After dipping my toes in the water a few times, I just recently took the plunge to use Google Docs for a full article collaboration process. It seemed like an obvious tool to try – when I’m working on an article, I often send it to five to ten or more people for their review and comments. Getting back ten Word documents with ten different sets of comments to merge (often including several from friendly souls who have copyedited the entire article) is just a nightmare.

So I decided to try Google Docs. I actually wrote a draft of the article in Word (just familiar, I guess), and then pasted it into Google Docs. I was pleasantly surprised by how well the formatting transferred – everything, including some fussy headers and highlighting, looked just as it did in Word.

I then invited all the contributors to edit the document through Google’s functionality – it sends an email with a link. This process became a pain. As far as we could figure out, Google will only allow you to be logged in once for any Google application, so if a contributor was logged into their Google Calendar or Start or anything with one email address, and then tried to access the document through a link I’d sent to another address, Google got really unhappy. So there was confusion with that, and in the end we had to add in additional email addresses for about half the contributors. [update 9/13: Aha! As JR points out below in the comments, there's a "Invitations may be used by anyone" option on the 'Share' tab in Google docs - and if you check it, it shouldn't matter if someone's logged in with a different email address than the one you invited. So that's next on my list to try.]

Editing itself went really smoothly. It was useful to be able to see who took a look at the document, and it allowed me to act on the comments in a much more iterative way than I would otherwise. When you’ve got ten Word docs to consolidate, you do all the updates in one (annoying) shot, but the Google Docs method allowed us all to see each other’s updates, respond to them, and prevent other people from having to make the same comments.

Google Docs has a nice ability to add a comment into the text (similar to Word’s comment functionality).

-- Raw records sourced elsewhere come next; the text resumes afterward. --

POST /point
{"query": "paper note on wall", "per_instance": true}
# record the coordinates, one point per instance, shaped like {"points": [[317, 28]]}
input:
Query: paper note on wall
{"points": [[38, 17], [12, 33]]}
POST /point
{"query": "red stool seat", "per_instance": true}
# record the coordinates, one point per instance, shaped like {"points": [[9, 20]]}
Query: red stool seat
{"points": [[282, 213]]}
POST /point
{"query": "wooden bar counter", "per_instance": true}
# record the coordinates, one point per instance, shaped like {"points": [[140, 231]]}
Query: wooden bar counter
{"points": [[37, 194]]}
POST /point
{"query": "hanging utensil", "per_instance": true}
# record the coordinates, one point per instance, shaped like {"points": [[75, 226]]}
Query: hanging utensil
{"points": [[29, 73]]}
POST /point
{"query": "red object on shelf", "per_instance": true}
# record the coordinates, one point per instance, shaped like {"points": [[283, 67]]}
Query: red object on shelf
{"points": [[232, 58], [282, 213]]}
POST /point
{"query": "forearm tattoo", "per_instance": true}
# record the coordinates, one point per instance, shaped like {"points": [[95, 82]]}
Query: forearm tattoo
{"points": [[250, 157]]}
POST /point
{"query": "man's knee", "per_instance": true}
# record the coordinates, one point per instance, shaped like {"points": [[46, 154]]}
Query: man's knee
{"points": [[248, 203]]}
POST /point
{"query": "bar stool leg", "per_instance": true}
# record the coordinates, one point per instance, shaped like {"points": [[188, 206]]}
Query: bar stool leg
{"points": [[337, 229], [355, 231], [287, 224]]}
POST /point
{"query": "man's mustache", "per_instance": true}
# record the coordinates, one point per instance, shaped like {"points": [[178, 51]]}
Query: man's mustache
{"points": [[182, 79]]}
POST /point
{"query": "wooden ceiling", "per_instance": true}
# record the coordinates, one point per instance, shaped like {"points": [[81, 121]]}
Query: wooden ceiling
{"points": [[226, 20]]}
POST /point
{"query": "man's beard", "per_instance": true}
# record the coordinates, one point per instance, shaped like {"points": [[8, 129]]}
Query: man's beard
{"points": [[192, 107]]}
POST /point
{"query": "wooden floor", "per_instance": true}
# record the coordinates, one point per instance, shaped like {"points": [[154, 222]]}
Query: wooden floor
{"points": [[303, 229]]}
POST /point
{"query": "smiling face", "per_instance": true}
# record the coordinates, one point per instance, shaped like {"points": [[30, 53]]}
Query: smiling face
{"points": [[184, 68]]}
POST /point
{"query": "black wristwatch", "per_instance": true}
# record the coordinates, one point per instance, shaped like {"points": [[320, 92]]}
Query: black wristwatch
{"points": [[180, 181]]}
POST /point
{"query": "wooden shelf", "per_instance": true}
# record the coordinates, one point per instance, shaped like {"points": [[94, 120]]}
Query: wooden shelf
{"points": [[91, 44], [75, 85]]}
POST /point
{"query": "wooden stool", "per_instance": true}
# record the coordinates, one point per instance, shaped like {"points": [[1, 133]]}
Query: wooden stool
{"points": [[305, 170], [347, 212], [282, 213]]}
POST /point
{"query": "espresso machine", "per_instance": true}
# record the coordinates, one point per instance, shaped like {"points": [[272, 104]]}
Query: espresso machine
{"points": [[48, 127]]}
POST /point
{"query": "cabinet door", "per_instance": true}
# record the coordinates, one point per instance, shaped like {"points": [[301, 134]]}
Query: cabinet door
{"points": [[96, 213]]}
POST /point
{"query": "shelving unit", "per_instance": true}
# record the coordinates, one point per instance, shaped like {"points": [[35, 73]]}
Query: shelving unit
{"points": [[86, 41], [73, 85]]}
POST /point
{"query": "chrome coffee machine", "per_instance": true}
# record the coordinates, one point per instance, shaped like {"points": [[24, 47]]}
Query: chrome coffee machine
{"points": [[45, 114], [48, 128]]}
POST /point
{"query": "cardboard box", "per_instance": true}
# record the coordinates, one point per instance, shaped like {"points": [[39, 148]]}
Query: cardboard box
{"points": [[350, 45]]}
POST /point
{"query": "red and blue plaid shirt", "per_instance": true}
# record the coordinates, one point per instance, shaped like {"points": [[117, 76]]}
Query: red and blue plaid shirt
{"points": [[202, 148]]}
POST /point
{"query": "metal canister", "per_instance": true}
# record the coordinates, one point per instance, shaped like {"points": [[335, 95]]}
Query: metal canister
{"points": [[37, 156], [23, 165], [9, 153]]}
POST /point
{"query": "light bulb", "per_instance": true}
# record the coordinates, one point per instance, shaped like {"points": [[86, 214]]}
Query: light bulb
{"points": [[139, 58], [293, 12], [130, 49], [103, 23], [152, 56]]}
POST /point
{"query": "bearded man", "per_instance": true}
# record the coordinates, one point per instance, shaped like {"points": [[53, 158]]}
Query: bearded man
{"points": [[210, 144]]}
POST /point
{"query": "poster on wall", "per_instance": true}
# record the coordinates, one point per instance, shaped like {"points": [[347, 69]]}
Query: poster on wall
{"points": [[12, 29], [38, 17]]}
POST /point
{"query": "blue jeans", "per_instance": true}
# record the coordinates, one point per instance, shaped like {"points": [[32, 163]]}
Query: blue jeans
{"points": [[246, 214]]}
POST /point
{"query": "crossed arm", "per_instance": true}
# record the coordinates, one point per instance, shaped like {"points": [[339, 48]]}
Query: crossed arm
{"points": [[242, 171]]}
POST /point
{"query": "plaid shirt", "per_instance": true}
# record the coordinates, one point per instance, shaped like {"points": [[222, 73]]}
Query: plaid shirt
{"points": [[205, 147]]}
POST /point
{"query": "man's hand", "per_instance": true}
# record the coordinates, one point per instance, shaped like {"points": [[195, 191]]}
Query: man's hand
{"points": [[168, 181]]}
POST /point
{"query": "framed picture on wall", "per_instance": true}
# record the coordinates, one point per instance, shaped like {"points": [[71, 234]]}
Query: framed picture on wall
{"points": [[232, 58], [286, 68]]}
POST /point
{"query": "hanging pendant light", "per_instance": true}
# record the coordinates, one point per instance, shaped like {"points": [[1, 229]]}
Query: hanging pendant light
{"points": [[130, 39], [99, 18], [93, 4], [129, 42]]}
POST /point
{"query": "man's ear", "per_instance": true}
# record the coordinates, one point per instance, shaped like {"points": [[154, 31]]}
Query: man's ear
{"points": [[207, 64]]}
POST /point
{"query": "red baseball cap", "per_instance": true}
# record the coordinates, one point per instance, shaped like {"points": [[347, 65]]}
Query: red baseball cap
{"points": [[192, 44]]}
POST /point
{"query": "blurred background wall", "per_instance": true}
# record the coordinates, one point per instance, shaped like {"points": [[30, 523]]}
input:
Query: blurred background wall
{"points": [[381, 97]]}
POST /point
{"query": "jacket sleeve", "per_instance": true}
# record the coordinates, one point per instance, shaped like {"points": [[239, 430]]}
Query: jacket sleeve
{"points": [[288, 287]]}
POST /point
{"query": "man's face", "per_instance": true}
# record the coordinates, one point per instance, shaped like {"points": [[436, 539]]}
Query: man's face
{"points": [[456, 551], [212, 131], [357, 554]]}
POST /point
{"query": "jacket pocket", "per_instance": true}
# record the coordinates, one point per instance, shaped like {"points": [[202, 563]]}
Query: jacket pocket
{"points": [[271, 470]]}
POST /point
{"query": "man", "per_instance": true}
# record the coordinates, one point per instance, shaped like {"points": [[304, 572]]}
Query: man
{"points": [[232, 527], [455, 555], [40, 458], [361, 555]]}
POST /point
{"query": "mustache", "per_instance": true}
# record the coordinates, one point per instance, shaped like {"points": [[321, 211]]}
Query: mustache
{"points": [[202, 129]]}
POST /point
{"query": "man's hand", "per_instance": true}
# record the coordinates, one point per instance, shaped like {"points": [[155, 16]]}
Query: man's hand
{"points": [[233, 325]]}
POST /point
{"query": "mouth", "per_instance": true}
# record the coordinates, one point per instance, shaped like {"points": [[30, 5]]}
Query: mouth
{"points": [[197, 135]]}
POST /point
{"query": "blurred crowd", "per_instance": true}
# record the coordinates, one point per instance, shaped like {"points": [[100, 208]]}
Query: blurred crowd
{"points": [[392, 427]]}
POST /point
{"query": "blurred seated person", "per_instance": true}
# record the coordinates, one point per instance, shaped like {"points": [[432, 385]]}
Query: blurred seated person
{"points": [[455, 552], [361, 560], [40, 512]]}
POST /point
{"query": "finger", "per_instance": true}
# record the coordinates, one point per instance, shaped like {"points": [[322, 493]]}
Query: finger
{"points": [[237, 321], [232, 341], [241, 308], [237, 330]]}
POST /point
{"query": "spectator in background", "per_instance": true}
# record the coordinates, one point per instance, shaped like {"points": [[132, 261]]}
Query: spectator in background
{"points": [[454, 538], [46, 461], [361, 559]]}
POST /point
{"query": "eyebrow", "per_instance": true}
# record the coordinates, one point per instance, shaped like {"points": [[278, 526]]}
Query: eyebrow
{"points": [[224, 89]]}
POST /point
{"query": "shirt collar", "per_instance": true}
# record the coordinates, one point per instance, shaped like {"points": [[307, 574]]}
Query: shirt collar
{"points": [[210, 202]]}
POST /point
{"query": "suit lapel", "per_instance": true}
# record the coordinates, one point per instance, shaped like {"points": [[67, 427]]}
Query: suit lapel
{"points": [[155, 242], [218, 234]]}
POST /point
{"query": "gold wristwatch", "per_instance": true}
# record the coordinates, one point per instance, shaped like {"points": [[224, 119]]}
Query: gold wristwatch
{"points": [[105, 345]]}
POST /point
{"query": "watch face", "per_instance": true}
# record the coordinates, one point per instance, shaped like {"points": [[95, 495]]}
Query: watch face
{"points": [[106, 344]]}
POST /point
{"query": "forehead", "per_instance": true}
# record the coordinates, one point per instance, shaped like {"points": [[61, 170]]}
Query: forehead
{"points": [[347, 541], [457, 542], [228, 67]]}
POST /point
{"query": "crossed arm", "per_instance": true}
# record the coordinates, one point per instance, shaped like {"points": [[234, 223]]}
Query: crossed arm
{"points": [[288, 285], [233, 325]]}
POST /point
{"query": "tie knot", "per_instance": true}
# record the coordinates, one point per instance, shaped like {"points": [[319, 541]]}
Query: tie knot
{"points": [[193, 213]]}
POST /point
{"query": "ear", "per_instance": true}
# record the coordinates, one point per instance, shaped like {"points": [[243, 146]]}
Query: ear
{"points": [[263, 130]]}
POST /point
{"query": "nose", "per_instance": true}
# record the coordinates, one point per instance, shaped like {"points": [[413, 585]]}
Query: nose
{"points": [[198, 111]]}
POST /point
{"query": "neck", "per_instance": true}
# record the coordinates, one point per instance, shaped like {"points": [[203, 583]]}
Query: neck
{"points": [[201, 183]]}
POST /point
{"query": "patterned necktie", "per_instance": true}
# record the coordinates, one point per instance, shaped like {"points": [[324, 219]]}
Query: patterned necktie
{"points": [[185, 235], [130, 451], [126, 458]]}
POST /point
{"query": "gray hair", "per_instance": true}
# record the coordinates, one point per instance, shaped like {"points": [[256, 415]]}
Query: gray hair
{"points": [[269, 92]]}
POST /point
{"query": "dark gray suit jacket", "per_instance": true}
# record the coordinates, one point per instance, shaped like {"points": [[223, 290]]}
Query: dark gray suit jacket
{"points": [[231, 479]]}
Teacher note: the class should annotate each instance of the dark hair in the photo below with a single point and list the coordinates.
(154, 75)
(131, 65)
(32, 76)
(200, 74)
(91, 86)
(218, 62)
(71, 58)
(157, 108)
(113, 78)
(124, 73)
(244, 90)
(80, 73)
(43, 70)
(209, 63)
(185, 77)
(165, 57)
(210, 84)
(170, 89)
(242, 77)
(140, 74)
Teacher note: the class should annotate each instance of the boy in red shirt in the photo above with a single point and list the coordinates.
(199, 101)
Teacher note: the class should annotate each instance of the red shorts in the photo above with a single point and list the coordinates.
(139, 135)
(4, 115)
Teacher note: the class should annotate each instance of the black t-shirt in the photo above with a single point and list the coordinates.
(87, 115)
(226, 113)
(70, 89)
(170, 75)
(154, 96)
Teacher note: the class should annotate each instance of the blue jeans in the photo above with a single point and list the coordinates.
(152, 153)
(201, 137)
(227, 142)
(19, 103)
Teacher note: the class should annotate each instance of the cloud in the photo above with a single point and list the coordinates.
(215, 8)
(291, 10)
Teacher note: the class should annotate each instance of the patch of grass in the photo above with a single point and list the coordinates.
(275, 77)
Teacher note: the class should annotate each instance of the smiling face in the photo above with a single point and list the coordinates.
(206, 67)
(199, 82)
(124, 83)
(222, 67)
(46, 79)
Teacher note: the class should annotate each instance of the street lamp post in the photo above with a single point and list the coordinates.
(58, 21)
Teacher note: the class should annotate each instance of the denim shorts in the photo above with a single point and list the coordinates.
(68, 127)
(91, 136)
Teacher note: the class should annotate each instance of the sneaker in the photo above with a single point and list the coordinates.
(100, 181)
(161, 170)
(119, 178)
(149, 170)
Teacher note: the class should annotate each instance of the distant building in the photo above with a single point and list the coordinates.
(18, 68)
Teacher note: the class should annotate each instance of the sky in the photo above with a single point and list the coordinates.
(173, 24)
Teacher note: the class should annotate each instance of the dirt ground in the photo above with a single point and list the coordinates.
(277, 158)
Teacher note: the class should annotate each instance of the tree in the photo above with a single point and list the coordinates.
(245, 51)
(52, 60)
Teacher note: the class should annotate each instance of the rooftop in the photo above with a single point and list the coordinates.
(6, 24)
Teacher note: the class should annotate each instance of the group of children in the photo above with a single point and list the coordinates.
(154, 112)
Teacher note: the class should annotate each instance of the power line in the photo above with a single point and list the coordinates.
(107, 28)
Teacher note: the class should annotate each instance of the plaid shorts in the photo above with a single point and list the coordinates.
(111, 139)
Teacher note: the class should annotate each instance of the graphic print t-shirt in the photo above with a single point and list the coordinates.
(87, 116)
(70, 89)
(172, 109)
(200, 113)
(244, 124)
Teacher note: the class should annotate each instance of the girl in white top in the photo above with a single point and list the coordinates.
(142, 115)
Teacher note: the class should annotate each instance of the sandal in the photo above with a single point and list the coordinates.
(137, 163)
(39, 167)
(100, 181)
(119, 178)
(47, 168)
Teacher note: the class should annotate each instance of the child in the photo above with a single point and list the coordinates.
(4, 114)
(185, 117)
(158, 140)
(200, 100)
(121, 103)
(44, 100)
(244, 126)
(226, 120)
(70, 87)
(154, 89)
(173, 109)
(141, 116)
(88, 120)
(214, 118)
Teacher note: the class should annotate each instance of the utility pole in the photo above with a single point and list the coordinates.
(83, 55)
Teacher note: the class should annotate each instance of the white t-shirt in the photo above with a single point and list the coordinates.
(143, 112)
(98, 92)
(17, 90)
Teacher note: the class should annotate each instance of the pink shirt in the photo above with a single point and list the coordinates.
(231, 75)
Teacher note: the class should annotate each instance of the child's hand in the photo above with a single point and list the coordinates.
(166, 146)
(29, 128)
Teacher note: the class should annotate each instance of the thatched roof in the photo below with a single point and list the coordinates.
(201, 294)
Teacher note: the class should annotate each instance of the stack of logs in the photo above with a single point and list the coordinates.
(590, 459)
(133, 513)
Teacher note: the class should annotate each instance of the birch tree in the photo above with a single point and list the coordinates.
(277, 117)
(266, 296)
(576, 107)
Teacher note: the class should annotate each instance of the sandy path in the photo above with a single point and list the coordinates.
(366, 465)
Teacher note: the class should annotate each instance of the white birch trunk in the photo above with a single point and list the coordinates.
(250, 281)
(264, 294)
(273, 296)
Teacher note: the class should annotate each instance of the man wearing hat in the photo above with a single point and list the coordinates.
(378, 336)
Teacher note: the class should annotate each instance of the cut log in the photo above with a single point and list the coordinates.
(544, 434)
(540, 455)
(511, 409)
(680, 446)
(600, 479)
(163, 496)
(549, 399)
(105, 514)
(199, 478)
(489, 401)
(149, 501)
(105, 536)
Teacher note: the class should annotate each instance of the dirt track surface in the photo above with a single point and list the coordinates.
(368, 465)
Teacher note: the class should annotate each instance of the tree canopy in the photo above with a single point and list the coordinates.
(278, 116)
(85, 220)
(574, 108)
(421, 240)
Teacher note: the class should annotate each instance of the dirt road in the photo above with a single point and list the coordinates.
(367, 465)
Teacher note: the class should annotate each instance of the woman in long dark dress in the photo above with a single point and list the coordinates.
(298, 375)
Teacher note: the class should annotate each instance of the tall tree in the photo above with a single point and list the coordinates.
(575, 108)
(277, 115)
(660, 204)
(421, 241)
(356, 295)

It also allowed me to see what changes each person had made, but I found this feature a little wonky. It was nice to be able to compare changes between two specific timeframes rather than just all changes or nothing (like in Word), but it seemed to flag a lot of things that weren’t actually changed. So there would be whole fields of highlight, supposedly marking an update, but when you carefully compared, there would be no changes. Annoying. Also, you can’t (as far as I could tell) view what had changed and edit the document at the same time, which was a functionality I missed.

All in all, though, a very successful trial, and I’ll definitely use it again.

Comments

Yeah, the glitches between

Yeah, the glitches between Word conversion and Google Docs drives me nuts. Do NOT use it for contracts. Legal work is simply too important to leave to the vagaries of how Google Docs converts Word documents.

One thing I found annoying

One thing I found annoying and it may be me with google docs. Formating! I had some annoying glitches when i need to add stuff like footnotes and page numbers, tables, etc. --

>>"As far as we could figure

>>"As far as we could figure out, Google will only allow you to be logged in once for any Google application, so if a contributor was logged into their Google Calendar or Start or anything with one email address, and then tried to access the document through a link I’d sent to another address, Google got really unhappy."

If you click the "Invitations may be used by anyone" option on the 'Share' tab, then you don't have to get the email addresses perfect - and anyone who receives the email can use it to access the document/spreadsheet. That is a bit less secure, since it allows one of your invitees to forward that invite to others - but it helped with this specific situation as well as for mailing lists...
and... if you un-check that option, it immediately renders the prior invitations to NOT work when usd by people other than those to whom it was sent...
Hope that helps.

try basecamp.

try basecamp.

We have had some similar

We have had some similar experiences using a service called Central Desktop, that has good Word/Excel imitations. The collaborative writing of the document is a breeze.

Getting everybody registered, with those system emails flying around everywhere, is a pain.

I'd been thinking Google Docs might be the alternative to that. Guess I'll have to think again.